A central aim in ecology is to explain community turnover across space and to predict species demography over environmental gradients. Although variation in community-weighted functional traits means along gradients is a well-documented pattern, we lack a clear understanding of how plant functional traits can help predict species’ abundance and demography in heterogeneous landscapes. We conducted a field experiment in an annual plant community in coastal California to ask whether functional traits can help explain variation in species’ demographic responses to environmental variation. Specifically, we estimated the germination rate, per-capita seed production in the absence of competitors, and sensitivity to competition for seventeen annual plant species across twenty four sites. We measured air temperature, soil texture, micro- and macro-nutrients, and soil water content at various times during the growing season, and additionally characterized the soil microbial community at each site using metagenomic sequencing of the bacterial 16S, fungal ITS, and eukaryotic 18S gene regions. We then tested whether leaf, root, seed, and whole-plant functional traits help explain species demographic response to these environmental characteristics.
Results/Conclusions
The abiotic variation among our sites was substantial and was primarily driven by soil chemistry, texture, and depth.

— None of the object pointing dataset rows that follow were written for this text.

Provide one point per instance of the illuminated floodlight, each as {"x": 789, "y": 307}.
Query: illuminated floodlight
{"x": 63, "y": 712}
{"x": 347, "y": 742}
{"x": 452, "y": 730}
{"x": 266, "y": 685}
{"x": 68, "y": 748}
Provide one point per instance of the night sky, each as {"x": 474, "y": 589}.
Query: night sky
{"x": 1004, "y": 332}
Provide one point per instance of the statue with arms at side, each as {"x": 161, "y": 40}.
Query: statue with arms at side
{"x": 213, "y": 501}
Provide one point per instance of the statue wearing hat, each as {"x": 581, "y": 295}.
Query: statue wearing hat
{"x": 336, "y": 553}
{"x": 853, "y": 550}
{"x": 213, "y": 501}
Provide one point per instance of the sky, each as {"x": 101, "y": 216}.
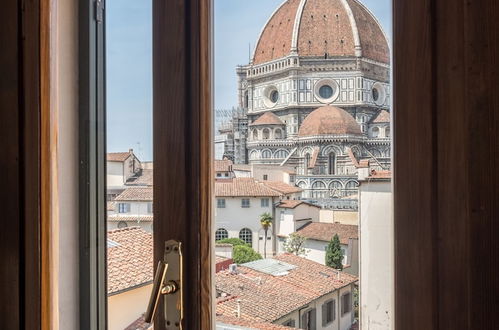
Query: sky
{"x": 129, "y": 61}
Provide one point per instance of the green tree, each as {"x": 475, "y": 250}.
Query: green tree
{"x": 233, "y": 241}
{"x": 243, "y": 254}
{"x": 295, "y": 244}
{"x": 266, "y": 222}
{"x": 334, "y": 257}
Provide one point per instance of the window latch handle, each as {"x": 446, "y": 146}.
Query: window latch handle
{"x": 167, "y": 284}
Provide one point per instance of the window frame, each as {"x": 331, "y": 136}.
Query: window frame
{"x": 221, "y": 203}
{"x": 325, "y": 322}
{"x": 245, "y": 205}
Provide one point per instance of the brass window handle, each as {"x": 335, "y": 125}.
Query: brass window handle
{"x": 167, "y": 284}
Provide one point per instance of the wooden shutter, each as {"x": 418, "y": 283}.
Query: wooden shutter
{"x": 182, "y": 137}
{"x": 324, "y": 314}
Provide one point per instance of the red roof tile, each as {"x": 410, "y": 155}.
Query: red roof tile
{"x": 380, "y": 174}
{"x": 223, "y": 165}
{"x": 322, "y": 231}
{"x": 291, "y": 204}
{"x": 136, "y": 194}
{"x": 136, "y": 218}
{"x": 267, "y": 118}
{"x": 141, "y": 178}
{"x": 232, "y": 320}
{"x": 382, "y": 117}
{"x": 243, "y": 187}
{"x": 329, "y": 120}
{"x": 140, "y": 324}
{"x": 118, "y": 156}
{"x": 129, "y": 259}
{"x": 266, "y": 298}
{"x": 325, "y": 26}
{"x": 282, "y": 187}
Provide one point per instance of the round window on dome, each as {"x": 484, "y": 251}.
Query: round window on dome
{"x": 378, "y": 94}
{"x": 274, "y": 96}
{"x": 375, "y": 94}
{"x": 271, "y": 96}
{"x": 326, "y": 91}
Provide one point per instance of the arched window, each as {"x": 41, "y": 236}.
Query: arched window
{"x": 319, "y": 189}
{"x": 376, "y": 153}
{"x": 281, "y": 154}
{"x": 335, "y": 189}
{"x": 254, "y": 155}
{"x": 307, "y": 161}
{"x": 278, "y": 133}
{"x": 246, "y": 235}
{"x": 351, "y": 188}
{"x": 319, "y": 185}
{"x": 255, "y": 134}
{"x": 332, "y": 163}
{"x": 266, "y": 154}
{"x": 220, "y": 234}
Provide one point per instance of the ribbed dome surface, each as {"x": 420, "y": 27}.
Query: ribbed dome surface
{"x": 313, "y": 28}
{"x": 267, "y": 118}
{"x": 329, "y": 120}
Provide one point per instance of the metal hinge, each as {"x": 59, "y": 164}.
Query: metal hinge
{"x": 168, "y": 285}
{"x": 99, "y": 11}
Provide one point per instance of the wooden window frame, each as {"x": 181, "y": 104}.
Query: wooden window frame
{"x": 445, "y": 158}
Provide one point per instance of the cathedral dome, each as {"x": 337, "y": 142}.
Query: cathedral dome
{"x": 329, "y": 120}
{"x": 322, "y": 28}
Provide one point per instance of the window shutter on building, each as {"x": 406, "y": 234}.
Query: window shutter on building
{"x": 304, "y": 321}
{"x": 324, "y": 314}
{"x": 313, "y": 318}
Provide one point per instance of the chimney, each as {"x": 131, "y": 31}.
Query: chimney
{"x": 238, "y": 312}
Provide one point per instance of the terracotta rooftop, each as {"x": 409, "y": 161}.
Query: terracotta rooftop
{"x": 247, "y": 324}
{"x": 243, "y": 187}
{"x": 333, "y": 27}
{"x": 241, "y": 167}
{"x": 291, "y": 204}
{"x": 329, "y": 120}
{"x": 266, "y": 298}
{"x": 140, "y": 324}
{"x": 111, "y": 206}
{"x": 136, "y": 218}
{"x": 383, "y": 117}
{"x": 267, "y": 118}
{"x": 129, "y": 259}
{"x": 118, "y": 156}
{"x": 223, "y": 165}
{"x": 136, "y": 194}
{"x": 380, "y": 174}
{"x": 141, "y": 178}
{"x": 322, "y": 231}
{"x": 282, "y": 187}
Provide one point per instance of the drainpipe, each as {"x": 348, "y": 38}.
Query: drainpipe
{"x": 339, "y": 308}
{"x": 238, "y": 312}
{"x": 274, "y": 234}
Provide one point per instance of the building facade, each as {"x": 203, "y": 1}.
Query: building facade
{"x": 316, "y": 95}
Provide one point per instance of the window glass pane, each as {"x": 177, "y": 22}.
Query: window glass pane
{"x": 130, "y": 211}
{"x": 302, "y": 115}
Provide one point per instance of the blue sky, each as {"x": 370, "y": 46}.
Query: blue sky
{"x": 129, "y": 67}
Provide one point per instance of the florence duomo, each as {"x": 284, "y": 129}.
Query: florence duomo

There was also significant turnover in soil microbial communities across the sites, which was not explained well by the environment alone. Plant species varied in their demographic response to these abiotic and biotic environmental axes- for example, soil texture was the strongest univariate environmental driver of low-density seed production for eight species, but it was a poor predictor of seed production for the remaining species. Key plant functional traits, such as specific leaf area, flowering phenology, and seed size help explain variation in the three demographic responses; for example, smaller seeded species tended to achieve higher germination rates in sandier soils. Our results highlight the value of experimentally linking plant functional traits to their environmental responses to improve our understanding of how species traits mediate community assembly across environmental gradients.